So much for sustainability moves denting profits.
CVS Health in the US managed record sales in 2014 – increasing net revenues by 9.9% to $139.4bn – despite a major rebrand that involved taking lucrative tobacco products off the shelves.
Last year, the pharmacy took the decision to stop selling cigarettes at its 7,000+ stores across the US. At the time, it said it expected to lose around $2bn in revenues every year.
But clearly it’s managed to offset the profitability impact.
Net revenues increased almost 13% to a record $37.1bn in Q4 2014, with operating profit jumping 4.7% to $2.3 billion.

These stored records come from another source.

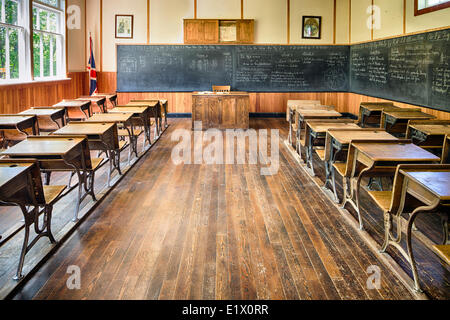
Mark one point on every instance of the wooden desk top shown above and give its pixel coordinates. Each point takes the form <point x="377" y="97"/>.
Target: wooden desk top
<point x="95" y="99"/>
<point x="43" y="147"/>
<point x="409" y="115"/>
<point x="379" y="107"/>
<point x="84" y="128"/>
<point x="110" y="117"/>
<point x="319" y="113"/>
<point x="408" y="152"/>
<point x="149" y="103"/>
<point x="293" y="103"/>
<point x="345" y="137"/>
<point x="438" y="182"/>
<point x="322" y="127"/>
<point x="9" y="119"/>
<point x="220" y="94"/>
<point x="8" y="173"/>
<point x="42" y="111"/>
<point x="108" y="95"/>
<point x="72" y="104"/>
<point x="432" y="129"/>
<point x="129" y="109"/>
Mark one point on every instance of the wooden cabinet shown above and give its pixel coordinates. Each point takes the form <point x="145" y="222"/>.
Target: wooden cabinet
<point x="228" y="111"/>
<point x="246" y="31"/>
<point x="201" y="31"/>
<point x="208" y="31"/>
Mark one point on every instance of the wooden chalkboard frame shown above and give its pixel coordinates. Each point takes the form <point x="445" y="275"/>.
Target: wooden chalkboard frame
<point x="351" y="88"/>
<point x="426" y="38"/>
<point x="314" y="59"/>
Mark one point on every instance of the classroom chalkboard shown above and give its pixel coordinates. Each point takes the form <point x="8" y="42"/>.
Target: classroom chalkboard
<point x="412" y="69"/>
<point x="254" y="68"/>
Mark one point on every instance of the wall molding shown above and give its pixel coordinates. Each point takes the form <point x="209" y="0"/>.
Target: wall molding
<point x="402" y="35"/>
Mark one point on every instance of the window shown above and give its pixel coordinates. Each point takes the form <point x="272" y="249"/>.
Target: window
<point x="48" y="39"/>
<point x="12" y="39"/>
<point x="426" y="6"/>
<point x="39" y="47"/>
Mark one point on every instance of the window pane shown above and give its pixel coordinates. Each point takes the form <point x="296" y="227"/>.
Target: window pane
<point x="2" y="53"/>
<point x="11" y="12"/>
<point x="36" y="55"/>
<point x="52" y="22"/>
<point x="43" y="20"/>
<point x="54" y="56"/>
<point x="53" y="3"/>
<point x="46" y="51"/>
<point x="35" y="26"/>
<point x="14" y="54"/>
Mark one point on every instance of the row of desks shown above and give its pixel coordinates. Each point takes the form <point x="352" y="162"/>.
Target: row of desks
<point x="356" y="153"/>
<point x="49" y="119"/>
<point x="68" y="149"/>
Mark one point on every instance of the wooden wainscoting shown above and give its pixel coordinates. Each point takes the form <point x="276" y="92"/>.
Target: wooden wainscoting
<point x="267" y="102"/>
<point x="16" y="98"/>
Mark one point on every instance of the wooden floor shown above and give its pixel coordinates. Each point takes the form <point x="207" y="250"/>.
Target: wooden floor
<point x="214" y="232"/>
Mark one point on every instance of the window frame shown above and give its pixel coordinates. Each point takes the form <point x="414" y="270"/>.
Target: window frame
<point x="61" y="62"/>
<point x="26" y="31"/>
<point x="21" y="28"/>
<point x="440" y="6"/>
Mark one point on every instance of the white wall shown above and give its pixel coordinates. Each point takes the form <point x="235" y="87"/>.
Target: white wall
<point x="270" y="20"/>
<point x="76" y="60"/>
<point x="360" y="30"/>
<point x="323" y="8"/>
<point x="93" y="28"/>
<point x="166" y="22"/>
<point x="342" y="21"/>
<point x="430" y="20"/>
<point x="110" y="9"/>
<point x="391" y="18"/>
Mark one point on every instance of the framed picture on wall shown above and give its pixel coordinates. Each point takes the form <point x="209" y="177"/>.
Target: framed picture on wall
<point x="124" y="26"/>
<point x="311" y="27"/>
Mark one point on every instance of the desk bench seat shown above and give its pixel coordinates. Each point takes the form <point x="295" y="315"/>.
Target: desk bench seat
<point x="340" y="167"/>
<point x="52" y="193"/>
<point x="382" y="198"/>
<point x="320" y="153"/>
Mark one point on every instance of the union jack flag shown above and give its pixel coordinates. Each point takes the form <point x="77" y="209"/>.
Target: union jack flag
<point x="92" y="72"/>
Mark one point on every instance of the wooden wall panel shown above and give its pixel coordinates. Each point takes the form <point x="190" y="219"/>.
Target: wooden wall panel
<point x="16" y="98"/>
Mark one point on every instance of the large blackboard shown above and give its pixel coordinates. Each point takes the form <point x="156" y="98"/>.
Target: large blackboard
<point x="412" y="69"/>
<point x="261" y="68"/>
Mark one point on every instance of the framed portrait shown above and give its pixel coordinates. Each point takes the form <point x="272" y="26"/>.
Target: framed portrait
<point x="124" y="26"/>
<point x="311" y="27"/>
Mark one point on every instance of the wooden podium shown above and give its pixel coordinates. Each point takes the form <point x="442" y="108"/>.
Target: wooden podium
<point x="221" y="110"/>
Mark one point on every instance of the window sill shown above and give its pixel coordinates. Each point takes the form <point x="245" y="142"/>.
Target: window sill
<point x="37" y="82"/>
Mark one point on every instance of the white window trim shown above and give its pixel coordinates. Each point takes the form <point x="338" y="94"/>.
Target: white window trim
<point x="26" y="45"/>
<point x="61" y="71"/>
<point x="21" y="28"/>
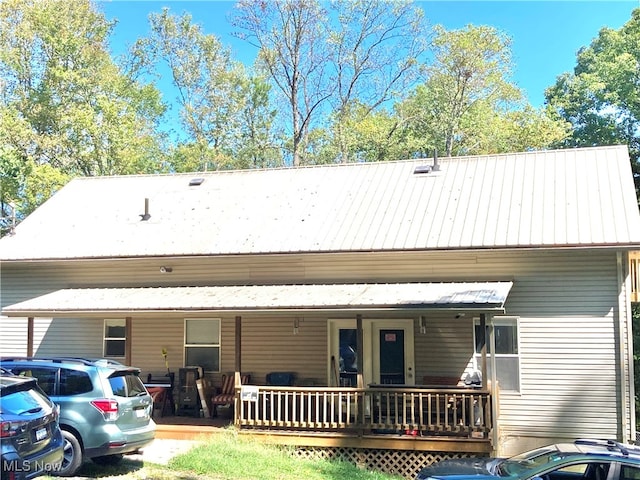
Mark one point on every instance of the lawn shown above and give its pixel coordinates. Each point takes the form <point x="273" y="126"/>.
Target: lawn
<point x="230" y="457"/>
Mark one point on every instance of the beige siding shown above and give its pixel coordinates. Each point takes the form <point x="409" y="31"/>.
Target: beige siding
<point x="566" y="301"/>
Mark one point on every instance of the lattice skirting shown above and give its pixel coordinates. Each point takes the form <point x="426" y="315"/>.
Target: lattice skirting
<point x="398" y="462"/>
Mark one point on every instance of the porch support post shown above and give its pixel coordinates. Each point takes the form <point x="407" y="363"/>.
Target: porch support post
<point x="359" y="353"/>
<point x="30" y="337"/>
<point x="494" y="389"/>
<point x="128" y="341"/>
<point x="237" y="380"/>
<point x="483" y="351"/>
<point x="238" y="360"/>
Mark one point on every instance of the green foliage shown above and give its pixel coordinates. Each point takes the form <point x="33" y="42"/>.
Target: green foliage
<point x="601" y="98"/>
<point x="66" y="108"/>
<point x="467" y="104"/>
<point x="224" y="112"/>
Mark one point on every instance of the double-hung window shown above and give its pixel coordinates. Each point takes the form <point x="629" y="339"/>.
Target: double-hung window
<point x="507" y="351"/>
<point x="202" y="343"/>
<point x="115" y="337"/>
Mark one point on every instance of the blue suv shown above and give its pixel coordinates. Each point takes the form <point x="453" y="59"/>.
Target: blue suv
<point x="105" y="409"/>
<point x="30" y="438"/>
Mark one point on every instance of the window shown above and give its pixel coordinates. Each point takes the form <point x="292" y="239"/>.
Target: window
<point x="115" y="337"/>
<point x="507" y="353"/>
<point x="74" y="382"/>
<point x="202" y="343"/>
<point x="46" y="377"/>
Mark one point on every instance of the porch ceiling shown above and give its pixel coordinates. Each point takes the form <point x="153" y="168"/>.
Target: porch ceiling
<point x="476" y="296"/>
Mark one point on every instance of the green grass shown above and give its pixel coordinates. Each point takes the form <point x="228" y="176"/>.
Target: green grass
<point x="227" y="456"/>
<point x="230" y="457"/>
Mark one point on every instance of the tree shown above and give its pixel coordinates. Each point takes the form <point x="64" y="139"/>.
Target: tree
<point x="66" y="108"/>
<point x="467" y="105"/>
<point x="291" y="38"/>
<point x="224" y="112"/>
<point x="330" y="58"/>
<point x="601" y="98"/>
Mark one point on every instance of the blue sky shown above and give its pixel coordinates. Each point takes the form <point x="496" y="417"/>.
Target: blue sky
<point x="546" y="34"/>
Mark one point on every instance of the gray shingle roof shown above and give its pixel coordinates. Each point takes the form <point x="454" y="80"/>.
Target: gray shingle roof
<point x="573" y="197"/>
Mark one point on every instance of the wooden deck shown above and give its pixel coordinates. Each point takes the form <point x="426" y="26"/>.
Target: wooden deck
<point x="382" y="417"/>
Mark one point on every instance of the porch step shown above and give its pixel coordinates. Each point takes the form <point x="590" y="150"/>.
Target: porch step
<point x="185" y="432"/>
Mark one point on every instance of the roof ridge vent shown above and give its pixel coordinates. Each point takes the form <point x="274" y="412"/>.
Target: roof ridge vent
<point x="422" y="169"/>
<point x="146" y="215"/>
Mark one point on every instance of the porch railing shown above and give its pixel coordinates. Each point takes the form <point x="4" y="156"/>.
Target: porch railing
<point x="376" y="410"/>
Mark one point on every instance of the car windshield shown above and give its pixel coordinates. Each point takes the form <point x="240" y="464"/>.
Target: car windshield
<point x="529" y="461"/>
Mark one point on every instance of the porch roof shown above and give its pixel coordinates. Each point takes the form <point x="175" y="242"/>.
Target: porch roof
<point x="476" y="296"/>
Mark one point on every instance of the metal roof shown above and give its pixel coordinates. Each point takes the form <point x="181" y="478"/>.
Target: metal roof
<point x="484" y="296"/>
<point x="548" y="199"/>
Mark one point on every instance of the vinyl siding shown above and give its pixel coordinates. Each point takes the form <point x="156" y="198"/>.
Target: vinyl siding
<point x="567" y="303"/>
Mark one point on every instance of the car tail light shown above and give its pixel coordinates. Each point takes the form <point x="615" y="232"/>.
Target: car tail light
<point x="108" y="408"/>
<point x="11" y="429"/>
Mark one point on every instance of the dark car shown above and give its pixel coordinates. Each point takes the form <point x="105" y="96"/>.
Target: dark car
<point x="584" y="459"/>
<point x="105" y="409"/>
<point x="30" y="437"/>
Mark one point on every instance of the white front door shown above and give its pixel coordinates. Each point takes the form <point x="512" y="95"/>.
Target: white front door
<point x="388" y="353"/>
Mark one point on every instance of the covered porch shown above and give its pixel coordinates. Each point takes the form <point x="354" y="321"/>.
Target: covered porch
<point x="377" y="407"/>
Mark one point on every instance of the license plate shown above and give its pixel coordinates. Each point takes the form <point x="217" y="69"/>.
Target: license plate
<point x="41" y="434"/>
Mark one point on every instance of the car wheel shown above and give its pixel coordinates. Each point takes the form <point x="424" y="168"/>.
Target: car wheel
<point x="107" y="459"/>
<point x="72" y="457"/>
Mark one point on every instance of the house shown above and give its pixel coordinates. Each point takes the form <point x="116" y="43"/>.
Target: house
<point x="381" y="286"/>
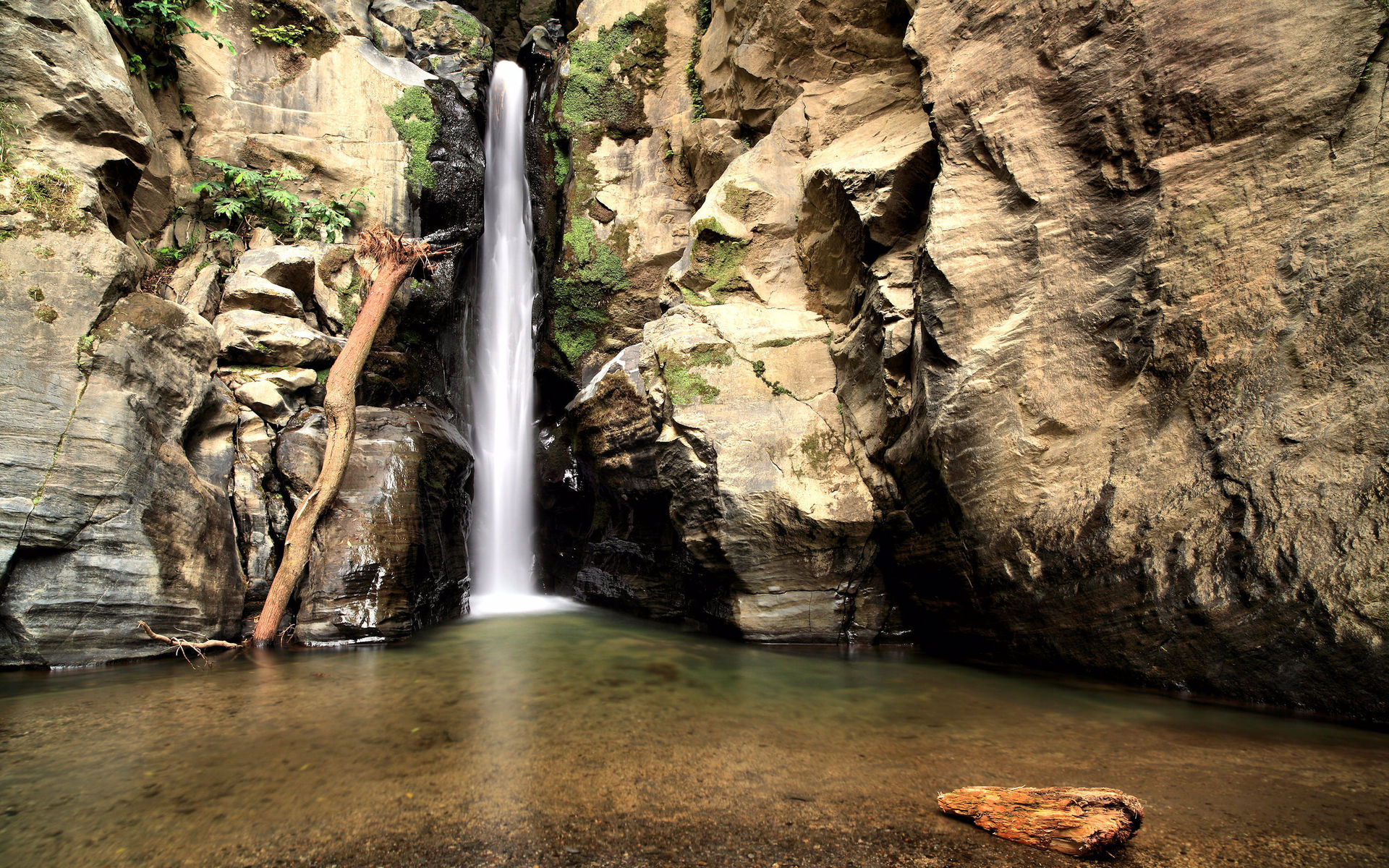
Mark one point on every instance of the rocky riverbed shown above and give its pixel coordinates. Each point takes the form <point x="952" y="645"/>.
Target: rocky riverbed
<point x="593" y="739"/>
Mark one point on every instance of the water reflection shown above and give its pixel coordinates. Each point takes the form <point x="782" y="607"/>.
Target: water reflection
<point x="528" y="738"/>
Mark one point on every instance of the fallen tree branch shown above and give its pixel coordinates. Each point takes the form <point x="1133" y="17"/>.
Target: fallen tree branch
<point x="395" y="258"/>
<point x="184" y="646"/>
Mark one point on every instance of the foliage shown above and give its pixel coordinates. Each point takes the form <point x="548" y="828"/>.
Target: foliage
<point x="247" y="199"/>
<point x="173" y="256"/>
<point x="718" y="261"/>
<point x="703" y="14"/>
<point x="53" y="199"/>
<point x="10" y="129"/>
<point x="818" y="451"/>
<point x="284" y="34"/>
<point x="464" y="25"/>
<point x="590" y="271"/>
<point x="418" y="127"/>
<point x="153" y="28"/>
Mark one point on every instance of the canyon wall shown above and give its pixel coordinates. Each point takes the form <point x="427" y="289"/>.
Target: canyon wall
<point x="1049" y="331"/>
<point x="160" y="381"/>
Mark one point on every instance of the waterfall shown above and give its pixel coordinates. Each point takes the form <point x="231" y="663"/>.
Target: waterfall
<point x="504" y="400"/>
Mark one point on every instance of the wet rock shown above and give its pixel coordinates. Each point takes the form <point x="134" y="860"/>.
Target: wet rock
<point x="270" y="339"/>
<point x="1076" y="821"/>
<point x="389" y="558"/>
<point x="252" y="472"/>
<point x="255" y="294"/>
<point x="211" y="443"/>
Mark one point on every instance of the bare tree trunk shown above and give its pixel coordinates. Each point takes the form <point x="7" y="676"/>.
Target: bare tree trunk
<point x="395" y="260"/>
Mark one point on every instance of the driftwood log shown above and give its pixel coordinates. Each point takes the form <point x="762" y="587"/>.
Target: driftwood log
<point x="1076" y="821"/>
<point x="184" y="646"/>
<point x="394" y="259"/>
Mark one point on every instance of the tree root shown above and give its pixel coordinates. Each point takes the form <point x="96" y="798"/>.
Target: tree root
<point x="184" y="646"/>
<point x="395" y="258"/>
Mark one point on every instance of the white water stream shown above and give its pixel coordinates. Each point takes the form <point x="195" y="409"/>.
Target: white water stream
<point x="504" y="391"/>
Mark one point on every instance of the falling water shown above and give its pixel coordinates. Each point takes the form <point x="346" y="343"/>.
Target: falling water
<point x="502" y="385"/>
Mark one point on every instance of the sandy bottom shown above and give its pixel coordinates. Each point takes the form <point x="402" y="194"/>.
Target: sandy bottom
<point x="584" y="738"/>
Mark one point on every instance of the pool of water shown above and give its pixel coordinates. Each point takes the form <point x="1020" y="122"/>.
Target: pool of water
<point x="584" y="738"/>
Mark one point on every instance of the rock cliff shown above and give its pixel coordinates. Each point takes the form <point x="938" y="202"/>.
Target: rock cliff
<point x="1049" y="331"/>
<point x="1041" y="332"/>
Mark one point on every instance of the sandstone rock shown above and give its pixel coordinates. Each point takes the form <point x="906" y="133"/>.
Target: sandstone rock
<point x="270" y="339"/>
<point x="205" y="296"/>
<point x="245" y="292"/>
<point x="389" y="558"/>
<point x="274" y="400"/>
<point x="253" y="471"/>
<point x="107" y="519"/>
<point x="286" y="265"/>
<point x="78" y="114"/>
<point x="268" y="106"/>
<point x="1076" y="821"/>
<point x="211" y="443"/>
<point x="1146" y="439"/>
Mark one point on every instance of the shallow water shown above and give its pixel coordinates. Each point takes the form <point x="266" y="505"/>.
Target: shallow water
<point x="585" y="738"/>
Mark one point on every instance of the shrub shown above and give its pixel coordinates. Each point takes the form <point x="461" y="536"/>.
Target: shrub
<point x="418" y="127"/>
<point x="153" y="28"/>
<point x="246" y="199"/>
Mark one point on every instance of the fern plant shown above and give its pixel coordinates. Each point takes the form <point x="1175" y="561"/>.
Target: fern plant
<point x="246" y="199"/>
<point x="153" y="28"/>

“Our results underscore the fact that we are winning in the marketplace and, as a result, driving solid and sustainable growth,” said CVS Health CEO Larry Merlo. “2014 will be remembered as the year in which we rebranded our company as CVS Health and made the right decision to exit the tobacco category, better aligning our company with patients, payors and providers.”
It certainly seems like the right decision.
The business says it made up for its tobacco sale losses by increases in its pharmacy services business, which posted a 22% increase in revenues for the three months through 31 December 2014, driven largely by growth in its Medicaid programmes. On the first year anniversary of decided against selling tobacco, the CVS Health Foundation committed to a $5m five-year commitment to support the Campaign for Tobacco-Free Kids – a programme to provide grants to organisations “committed to implementing public health strategies to reduce youth tobacco use and exposure to secondhand smoke”.
CVS is the first pharmacy chain in the US to make a move against the powerful tobacco industry and Tobacco-Free Kids has publicly urged all retail and pharmacy outlets to end tobacco sales.
CVS Health has 7,800 retail pharmacies in the US, more than 900 walk-in medical clinics and boasts more than 65 million health plan members.